Dienstag, 13. November 2007

Amazonas 14 mit Takashi Amano

In der aktuellen Ausgabe der Amazonas kann man einen schönen Artikel über Takashi Amano und seine Arbeiten lesen. Es wird die Naturaquariengalarie von ADA, die Fotografie Amanos und noch einiges weiteres besprochen. Natürlich untermalen super Fotos den ganzen Artikel. Aber das ist noch nicht alles, denn in der nächsten Ausgaben wird der Artikel fortgesetzt mit einem wirklichen schmankerl, denn dort wird darüber berichtet, wie Amano seine Becken einrichtet, wahrscheinlich einem der interessantesten Sachen die es in der Naturaquaristik gibt.
Geschrieben ist der Artikel übrigens von niemand anderem als Oliver Knott, dem wohl erfolgreichsten deutschen Aquascaper.

Neben dem Bericht gibt es natürlich noch viel mehr in der Zeitschrift zu lesen, wie etwa einem Bericht über die Zwergfische, über Genmanipulkierte, so genannte Transgene Fische, einem Blick hinter die Kulissen bei der Futterproduktion uvm.

Wer in der nähe keinen Laden hat, der die Zeitschrift führt, dem will ich die Seite des Verlags empfehlen.Dort kann man neben der aktuellen auch alle anderen Zeitschriften bestellen, jeweils für 3,60€ + Versand, also wäre es dann ratsam bis nächsten Monat zu warten und die nächste Ausgabe gleich mitzubestellen. Da möchte ich euch aber auch noch auf die Ausgabe nr.8 November/Dezember 2006 aufmerksam machen. Dort ist das Hauptthema Naturaquarien, was wahrscheinlich aus sehr interessant für euch ist.

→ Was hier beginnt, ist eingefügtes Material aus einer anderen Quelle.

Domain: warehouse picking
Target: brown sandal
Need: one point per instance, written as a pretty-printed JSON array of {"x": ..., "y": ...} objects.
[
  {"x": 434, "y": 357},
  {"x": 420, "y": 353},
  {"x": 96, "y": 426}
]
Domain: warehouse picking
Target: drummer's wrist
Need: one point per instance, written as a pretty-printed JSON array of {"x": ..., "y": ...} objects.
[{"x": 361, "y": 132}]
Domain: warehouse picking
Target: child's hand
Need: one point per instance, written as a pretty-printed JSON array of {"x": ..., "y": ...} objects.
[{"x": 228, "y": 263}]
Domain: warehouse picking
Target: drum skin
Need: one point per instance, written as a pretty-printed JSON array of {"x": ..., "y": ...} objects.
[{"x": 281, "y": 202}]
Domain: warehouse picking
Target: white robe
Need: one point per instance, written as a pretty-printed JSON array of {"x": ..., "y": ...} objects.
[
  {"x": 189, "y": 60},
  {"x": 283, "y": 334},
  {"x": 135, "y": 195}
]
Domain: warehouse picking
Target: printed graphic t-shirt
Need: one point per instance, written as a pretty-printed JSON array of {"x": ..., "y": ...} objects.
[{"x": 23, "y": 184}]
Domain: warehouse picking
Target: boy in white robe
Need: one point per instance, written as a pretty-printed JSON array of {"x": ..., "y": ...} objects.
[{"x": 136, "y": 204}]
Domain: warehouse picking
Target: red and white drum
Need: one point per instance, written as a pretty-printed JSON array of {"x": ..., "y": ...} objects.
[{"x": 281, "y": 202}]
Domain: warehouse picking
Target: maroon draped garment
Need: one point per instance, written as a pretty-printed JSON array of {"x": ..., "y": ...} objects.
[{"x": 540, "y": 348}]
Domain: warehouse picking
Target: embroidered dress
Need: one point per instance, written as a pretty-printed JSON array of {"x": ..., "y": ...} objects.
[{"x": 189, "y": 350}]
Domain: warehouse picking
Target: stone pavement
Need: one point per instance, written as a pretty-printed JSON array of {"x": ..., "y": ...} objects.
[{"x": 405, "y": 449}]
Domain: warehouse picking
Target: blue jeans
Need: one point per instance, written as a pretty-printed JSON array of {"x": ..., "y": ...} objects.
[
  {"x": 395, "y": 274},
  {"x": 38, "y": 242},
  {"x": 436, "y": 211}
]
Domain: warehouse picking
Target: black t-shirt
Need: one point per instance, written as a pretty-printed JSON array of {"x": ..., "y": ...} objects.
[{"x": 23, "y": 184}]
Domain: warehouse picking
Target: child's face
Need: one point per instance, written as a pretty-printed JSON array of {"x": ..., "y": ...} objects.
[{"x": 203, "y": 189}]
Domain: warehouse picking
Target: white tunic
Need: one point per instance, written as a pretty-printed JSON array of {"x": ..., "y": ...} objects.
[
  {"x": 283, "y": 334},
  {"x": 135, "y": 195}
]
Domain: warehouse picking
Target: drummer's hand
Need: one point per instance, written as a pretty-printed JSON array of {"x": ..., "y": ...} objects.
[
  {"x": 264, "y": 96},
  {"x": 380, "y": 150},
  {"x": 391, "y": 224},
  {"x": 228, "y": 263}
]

Samstag, 10. November 2007

Videos von der ADA Gallery

Neben den Bildern der National Gallery, die ich euch hier gezeigt habe, habe ich nun auch 2 Videos mit einem Gang durch die Gallery gefunden. Diese Videos sind natürlich wieder bei Youtube zu finden, aber hier könnt ihr sie auch angucken und ich denke das ist ein Muss für jeden. Es ist bestimmt nicht so beeindruckend wie wenn man wirklich durch die Gallery geht, aber ein schmankerl ist es denke ich für jeden, der noch nie da war. Hier nun die Videos



Video von Amanos Riesenaquarium

Die meisten kenne wahrscheinlich das Riesen 9000l Aquarium, welches in Takashi Amanos Wohnzimmer steht. Wer es nicht kennt, hier erstmal ein paar Bilder davon:




Nun bin ich beim stöbern durch das Internet auf ein Video gestoßen, welches Amano zeigt wie er seine Altum Skalare des Beckens füttert. Es ist wirklich schön anzugucken, da das Becken denke ich jeden beeindruckt und gewegte Bilder sind natürlich sehr schön. Auch wenn die Kameraführung nicht die beste ist, sollte es sich eigentlich jeder mal angucken.